Tuesday, 22 May 2012

A Welsh Whitewashed Cottage


The whitewashed end to this Welsh cottage was part of my childhood. It had electricity, but not water. A chemical toilet in the stinging-nettle garden, no bathroom, two small bedrooms and a tiny kitchen at the bottom of the stairs. My parents rented it for one shilling and sixpence a week, or seven and a half new pence. 










Thursday, 17 May 2012

The Road to Nowhere.

The Road to Nowhere, a short story by Simon Bor, is available to read HERE.


Some strong language is used.



The previous blog entry, documenting the inspiration of this story, can be found HERE.






Wednesday, 16 May 2012

Instant Magic; My Polaroid days.


My first instant camera, taken by my iPhone, my latest instant camera.

I started making animated films while still at school. Cutout films were produced in my back garden with my Standard 8mm and later, Super 8 home movie cameras, and featured changing lighting conditions and gusts of wind that blew legs and arms away from my characters.

While I waited ten days for the results to come back from Kodak, I would create a more instant form of storytelling. My Polaroid camera was used to take stills to illustrate my early storytelling. They are far too embarrassing to publish, but still exist. Looking at these small black and white photos, I can still recall the excitement as, aided by the waft of chemical, I peeled back the grey paper to reveal my latest attempt at photography. And they haven't even faded after forty years.



Monday, 14 May 2012

New homes occupied five years after building


This is an update to a previous story on the blog.

In The first swallow of 2012, I told of how we were required to build nesting ledges for swallows, when converting our barn five years ago. There are a dozen of these ledges, and for the first time, one of them is in use this year.

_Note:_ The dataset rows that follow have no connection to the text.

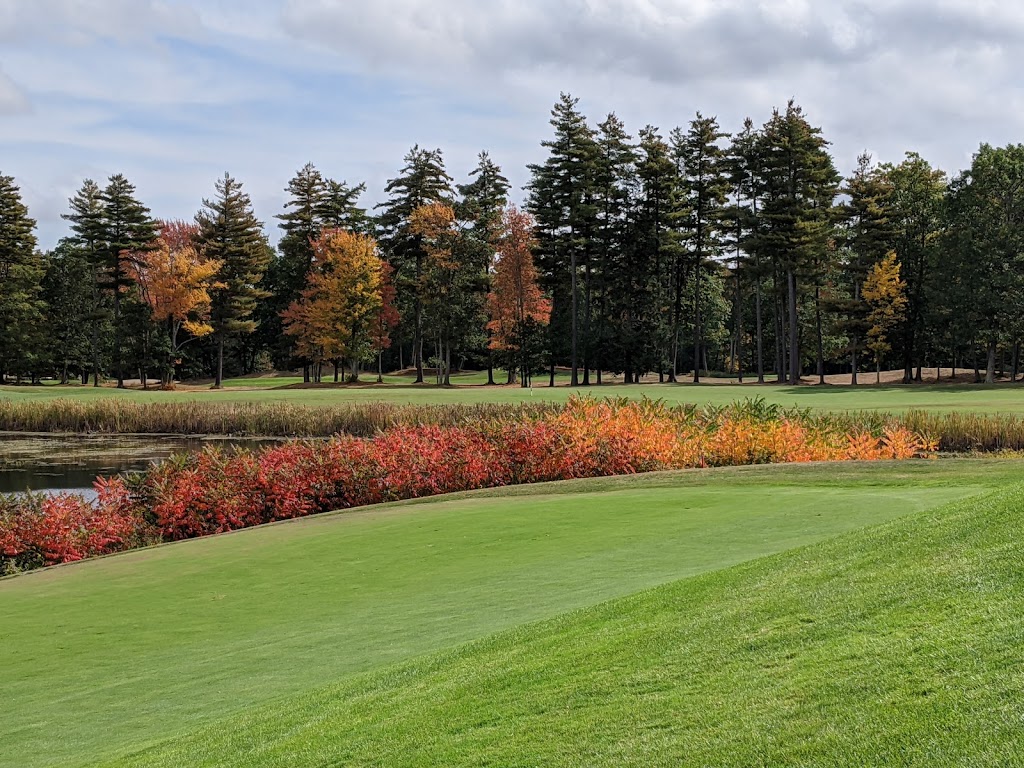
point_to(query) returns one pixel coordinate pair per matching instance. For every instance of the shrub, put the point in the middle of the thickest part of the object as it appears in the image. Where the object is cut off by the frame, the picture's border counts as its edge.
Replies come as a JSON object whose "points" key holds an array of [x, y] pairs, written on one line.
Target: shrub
{"points": [[218, 489]]}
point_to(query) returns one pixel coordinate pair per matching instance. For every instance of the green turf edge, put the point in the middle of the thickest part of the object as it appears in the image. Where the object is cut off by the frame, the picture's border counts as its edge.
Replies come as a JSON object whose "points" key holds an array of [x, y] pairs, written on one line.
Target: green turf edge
{"points": [[892, 645]]}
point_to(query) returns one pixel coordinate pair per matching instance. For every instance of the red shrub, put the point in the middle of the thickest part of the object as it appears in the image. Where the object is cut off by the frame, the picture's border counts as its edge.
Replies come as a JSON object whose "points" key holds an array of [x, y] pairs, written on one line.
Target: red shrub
{"points": [[216, 489]]}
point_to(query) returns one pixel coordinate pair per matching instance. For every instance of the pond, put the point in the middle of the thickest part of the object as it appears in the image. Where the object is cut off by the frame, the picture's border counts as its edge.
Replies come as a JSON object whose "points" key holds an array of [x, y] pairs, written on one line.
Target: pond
{"points": [[71, 463]]}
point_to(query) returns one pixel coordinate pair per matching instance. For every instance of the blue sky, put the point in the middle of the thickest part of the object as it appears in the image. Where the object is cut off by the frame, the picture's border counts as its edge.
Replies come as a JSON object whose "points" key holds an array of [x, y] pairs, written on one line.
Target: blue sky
{"points": [[175, 92]]}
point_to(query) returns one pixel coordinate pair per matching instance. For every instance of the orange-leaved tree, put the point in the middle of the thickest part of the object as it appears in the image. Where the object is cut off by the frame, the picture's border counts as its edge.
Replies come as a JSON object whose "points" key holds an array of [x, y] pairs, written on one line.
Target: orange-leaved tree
{"points": [[885, 293], [334, 318], [174, 279], [517, 308], [451, 282], [386, 320]]}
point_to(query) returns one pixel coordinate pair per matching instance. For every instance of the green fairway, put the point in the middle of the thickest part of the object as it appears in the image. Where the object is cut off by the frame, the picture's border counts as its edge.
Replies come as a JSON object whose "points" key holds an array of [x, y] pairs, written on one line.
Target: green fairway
{"points": [[978, 398], [894, 646], [104, 657]]}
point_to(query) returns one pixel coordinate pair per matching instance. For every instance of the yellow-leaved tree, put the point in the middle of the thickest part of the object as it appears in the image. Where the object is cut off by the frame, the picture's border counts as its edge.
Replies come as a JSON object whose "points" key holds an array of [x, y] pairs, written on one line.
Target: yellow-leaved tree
{"points": [[175, 281], [885, 294], [336, 317]]}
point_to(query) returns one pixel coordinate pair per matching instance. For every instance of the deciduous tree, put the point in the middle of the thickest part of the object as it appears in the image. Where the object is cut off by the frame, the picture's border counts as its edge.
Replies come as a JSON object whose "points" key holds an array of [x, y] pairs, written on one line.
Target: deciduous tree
{"points": [[885, 294], [230, 235], [518, 309]]}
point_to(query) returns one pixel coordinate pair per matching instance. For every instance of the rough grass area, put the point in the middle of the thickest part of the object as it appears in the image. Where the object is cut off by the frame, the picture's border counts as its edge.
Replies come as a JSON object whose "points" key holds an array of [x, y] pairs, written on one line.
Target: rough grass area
{"points": [[109, 656], [896, 645], [942, 397]]}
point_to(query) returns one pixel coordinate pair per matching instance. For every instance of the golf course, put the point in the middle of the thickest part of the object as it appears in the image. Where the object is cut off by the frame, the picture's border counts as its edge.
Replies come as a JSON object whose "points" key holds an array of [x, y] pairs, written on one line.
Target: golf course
{"points": [[815, 613]]}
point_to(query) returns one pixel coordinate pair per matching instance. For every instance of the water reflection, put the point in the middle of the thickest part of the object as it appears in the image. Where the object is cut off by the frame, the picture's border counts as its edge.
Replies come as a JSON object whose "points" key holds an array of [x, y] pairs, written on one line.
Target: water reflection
{"points": [[53, 463]]}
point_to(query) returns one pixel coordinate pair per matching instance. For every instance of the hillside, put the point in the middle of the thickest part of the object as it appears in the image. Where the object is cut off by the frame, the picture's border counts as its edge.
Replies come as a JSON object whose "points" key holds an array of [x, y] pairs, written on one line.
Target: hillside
{"points": [[894, 645]]}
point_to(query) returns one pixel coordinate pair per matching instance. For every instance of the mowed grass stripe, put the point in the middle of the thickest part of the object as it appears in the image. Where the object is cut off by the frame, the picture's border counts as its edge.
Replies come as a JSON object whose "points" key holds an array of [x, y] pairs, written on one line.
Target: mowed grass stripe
{"points": [[975, 398], [897, 645], [104, 655]]}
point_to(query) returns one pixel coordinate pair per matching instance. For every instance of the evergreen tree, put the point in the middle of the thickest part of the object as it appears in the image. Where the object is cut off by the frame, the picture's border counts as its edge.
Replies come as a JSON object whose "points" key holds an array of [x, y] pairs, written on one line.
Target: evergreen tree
{"points": [[87, 237], [20, 274], [68, 291], [125, 228], [421, 181], [800, 183], [706, 186], [613, 195], [915, 208], [561, 202], [867, 240], [988, 243], [480, 208], [230, 233]]}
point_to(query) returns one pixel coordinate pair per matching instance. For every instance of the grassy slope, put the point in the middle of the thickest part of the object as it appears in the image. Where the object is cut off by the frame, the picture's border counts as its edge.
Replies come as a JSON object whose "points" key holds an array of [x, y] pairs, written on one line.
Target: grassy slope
{"points": [[942, 397], [109, 655], [895, 645]]}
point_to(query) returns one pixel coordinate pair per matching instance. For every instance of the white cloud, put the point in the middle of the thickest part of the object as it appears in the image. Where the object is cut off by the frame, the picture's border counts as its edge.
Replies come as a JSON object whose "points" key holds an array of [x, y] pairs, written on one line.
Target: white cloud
{"points": [[173, 92], [12, 98]]}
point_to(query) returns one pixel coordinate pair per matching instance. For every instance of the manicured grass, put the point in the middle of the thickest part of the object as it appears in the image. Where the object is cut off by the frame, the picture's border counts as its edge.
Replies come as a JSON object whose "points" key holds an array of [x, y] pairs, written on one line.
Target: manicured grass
{"points": [[978, 398], [105, 657], [897, 645]]}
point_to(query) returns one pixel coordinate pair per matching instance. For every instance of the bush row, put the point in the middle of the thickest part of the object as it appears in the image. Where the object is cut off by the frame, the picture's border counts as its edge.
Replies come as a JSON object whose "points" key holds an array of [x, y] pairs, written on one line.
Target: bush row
{"points": [[117, 416], [216, 491]]}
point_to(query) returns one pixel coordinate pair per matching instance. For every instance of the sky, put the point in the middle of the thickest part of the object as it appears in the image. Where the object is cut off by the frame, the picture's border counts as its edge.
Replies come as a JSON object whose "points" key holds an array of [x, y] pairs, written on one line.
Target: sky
{"points": [[173, 93]]}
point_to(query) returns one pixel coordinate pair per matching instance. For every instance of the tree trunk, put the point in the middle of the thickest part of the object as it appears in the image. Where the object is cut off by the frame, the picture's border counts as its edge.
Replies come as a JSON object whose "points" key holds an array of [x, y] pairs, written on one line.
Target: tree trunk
{"points": [[794, 328], [759, 332], [574, 379], [820, 345], [218, 382], [586, 325], [118, 337], [697, 321]]}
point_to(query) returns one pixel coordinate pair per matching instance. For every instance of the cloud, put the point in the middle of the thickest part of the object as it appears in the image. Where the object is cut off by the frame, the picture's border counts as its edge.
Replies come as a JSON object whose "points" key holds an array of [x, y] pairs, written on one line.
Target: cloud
{"points": [[12, 98], [173, 92]]}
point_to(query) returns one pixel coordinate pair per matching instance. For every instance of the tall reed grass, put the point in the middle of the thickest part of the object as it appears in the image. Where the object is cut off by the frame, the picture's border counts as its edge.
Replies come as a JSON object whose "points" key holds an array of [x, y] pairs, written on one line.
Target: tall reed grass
{"points": [[249, 419], [954, 432]]}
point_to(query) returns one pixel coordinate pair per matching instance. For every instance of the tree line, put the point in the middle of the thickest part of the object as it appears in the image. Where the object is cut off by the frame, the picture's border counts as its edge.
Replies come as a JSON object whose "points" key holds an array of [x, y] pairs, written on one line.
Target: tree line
{"points": [[674, 254]]}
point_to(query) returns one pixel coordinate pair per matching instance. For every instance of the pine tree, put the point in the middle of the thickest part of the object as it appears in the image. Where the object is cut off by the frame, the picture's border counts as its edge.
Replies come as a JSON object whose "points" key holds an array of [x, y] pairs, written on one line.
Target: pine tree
{"points": [[652, 273], [867, 240], [517, 308], [915, 207], [884, 293], [452, 283], [87, 237], [987, 245], [480, 208], [613, 195], [706, 187], [561, 202], [800, 183], [421, 181], [68, 290], [22, 270], [125, 229], [338, 312], [230, 233]]}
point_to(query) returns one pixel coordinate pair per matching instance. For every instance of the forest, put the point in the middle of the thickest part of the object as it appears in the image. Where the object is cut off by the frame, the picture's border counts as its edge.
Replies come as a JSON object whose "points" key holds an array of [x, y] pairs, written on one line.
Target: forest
{"points": [[680, 254]]}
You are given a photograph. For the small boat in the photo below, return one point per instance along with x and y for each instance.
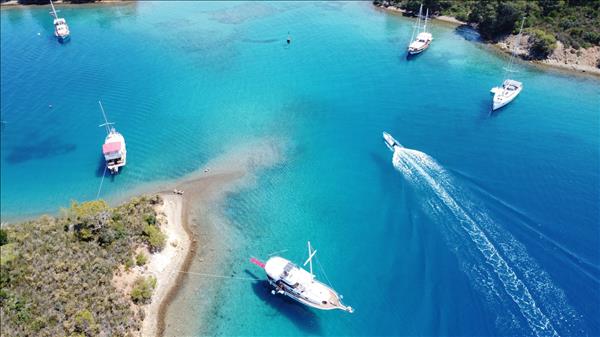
(61, 29)
(391, 142)
(510, 89)
(423, 39)
(113, 149)
(290, 280)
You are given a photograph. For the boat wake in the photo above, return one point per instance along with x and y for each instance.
(495, 262)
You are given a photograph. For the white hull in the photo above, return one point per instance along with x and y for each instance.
(506, 94)
(391, 142)
(292, 281)
(115, 161)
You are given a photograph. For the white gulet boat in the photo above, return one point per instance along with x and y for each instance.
(290, 280)
(423, 39)
(113, 149)
(510, 89)
(61, 29)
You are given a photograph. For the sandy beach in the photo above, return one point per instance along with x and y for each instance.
(165, 266)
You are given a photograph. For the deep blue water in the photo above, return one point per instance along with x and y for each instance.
(490, 226)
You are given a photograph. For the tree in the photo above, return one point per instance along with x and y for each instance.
(542, 44)
(3, 237)
(142, 289)
(155, 238)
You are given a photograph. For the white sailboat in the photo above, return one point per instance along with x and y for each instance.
(113, 149)
(290, 280)
(423, 39)
(61, 29)
(510, 89)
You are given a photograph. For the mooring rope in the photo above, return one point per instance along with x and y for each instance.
(101, 181)
(324, 273)
(219, 276)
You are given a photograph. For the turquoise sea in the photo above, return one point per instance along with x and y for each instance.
(485, 225)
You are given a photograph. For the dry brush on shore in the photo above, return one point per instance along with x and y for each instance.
(56, 272)
(550, 25)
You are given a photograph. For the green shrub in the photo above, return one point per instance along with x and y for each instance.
(128, 264)
(154, 238)
(3, 237)
(53, 270)
(142, 289)
(141, 259)
(85, 323)
(542, 44)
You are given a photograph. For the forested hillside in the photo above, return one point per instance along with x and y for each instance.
(56, 272)
(576, 23)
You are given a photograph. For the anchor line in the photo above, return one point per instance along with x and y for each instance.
(218, 276)
(101, 181)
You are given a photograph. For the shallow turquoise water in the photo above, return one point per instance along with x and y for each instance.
(415, 251)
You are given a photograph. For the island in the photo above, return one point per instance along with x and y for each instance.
(92, 269)
(563, 34)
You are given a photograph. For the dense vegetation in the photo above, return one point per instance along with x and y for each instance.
(576, 23)
(56, 272)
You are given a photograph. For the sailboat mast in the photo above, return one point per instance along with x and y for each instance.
(517, 43)
(53, 10)
(418, 24)
(106, 123)
(310, 257)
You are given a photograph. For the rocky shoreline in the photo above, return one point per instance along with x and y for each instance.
(584, 60)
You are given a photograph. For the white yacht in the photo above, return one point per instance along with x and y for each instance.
(510, 89)
(423, 39)
(113, 149)
(391, 142)
(61, 29)
(290, 280)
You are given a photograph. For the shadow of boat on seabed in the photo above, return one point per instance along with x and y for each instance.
(304, 318)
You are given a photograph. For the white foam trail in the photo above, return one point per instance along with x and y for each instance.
(426, 174)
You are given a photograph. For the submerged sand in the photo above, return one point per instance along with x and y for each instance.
(165, 266)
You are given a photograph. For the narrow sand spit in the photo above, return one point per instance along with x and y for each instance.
(165, 266)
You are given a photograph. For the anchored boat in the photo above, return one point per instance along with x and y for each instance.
(510, 89)
(113, 149)
(290, 280)
(423, 39)
(61, 29)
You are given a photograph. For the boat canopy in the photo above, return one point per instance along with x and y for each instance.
(512, 82)
(111, 147)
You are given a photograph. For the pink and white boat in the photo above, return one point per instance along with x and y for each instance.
(61, 29)
(113, 149)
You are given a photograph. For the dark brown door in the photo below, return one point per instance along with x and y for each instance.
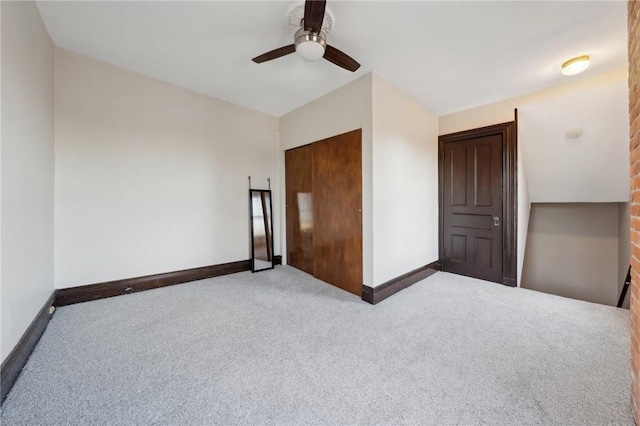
(324, 210)
(472, 207)
(337, 211)
(299, 210)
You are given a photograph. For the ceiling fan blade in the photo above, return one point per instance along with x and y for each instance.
(341, 59)
(274, 54)
(314, 15)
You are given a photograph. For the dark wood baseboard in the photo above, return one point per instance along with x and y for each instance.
(15, 362)
(377, 294)
(85, 293)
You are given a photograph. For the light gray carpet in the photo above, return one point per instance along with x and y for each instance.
(279, 347)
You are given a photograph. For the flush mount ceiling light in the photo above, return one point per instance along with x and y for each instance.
(576, 65)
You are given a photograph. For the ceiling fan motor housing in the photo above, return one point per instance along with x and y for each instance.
(309, 45)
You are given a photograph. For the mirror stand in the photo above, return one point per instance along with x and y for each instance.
(261, 229)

We have about five or six breeding pairs of swallows this year, around the same number as last year, and hope that more ledges will be used over the next few years.


Monday, 7 May 2012

Sounds from Vinyl Groves


Plain-paper-wrapped vinyl 45 rpm singles were part of my youth.

It started with "She Loves You" by the Beatles, bought for me by my father after Beatlemania  reached my primary school in Wales.

The first record I bought for my self was "The Last Train to Clarkesville" by the Monkees.

As the drug scene of the sixties got its hold on pop music, my parents dissuaded me from buying records, but by the early seventies collections of singles by Slade, T-Rex, Wizzard and Roxy Music started to grow in my bedroom, augmented by LPs from former Beatles, Focus, Eno, Pink Floyd, David Bowie and Doctor Feelgood.

By the mid seventies, the plain wrappers started to be replaced by printed designs. At first just for special releases, but soon this was to be the norm.

Then there was punk from The Sex Pistols, The Damned, The Clash and The Stranglers. The DIY era of the 45 had arrived. Soon my family was involved in the industry. My brother's band "The Users" releasing a couple of singles, then my sister's group "Dolly Mixture" releasing a string of singles before hitting No1 as backing vocals to Captain Sensible's "Happy Talk".

The last single I bought was "Two Tribes" by Frankie Goes to Hollywood, but I continued to buy LPs throughout the eighties until the fateful day when the new CD player was installed. The age of crackles, skipped groves and fluffy needles was over.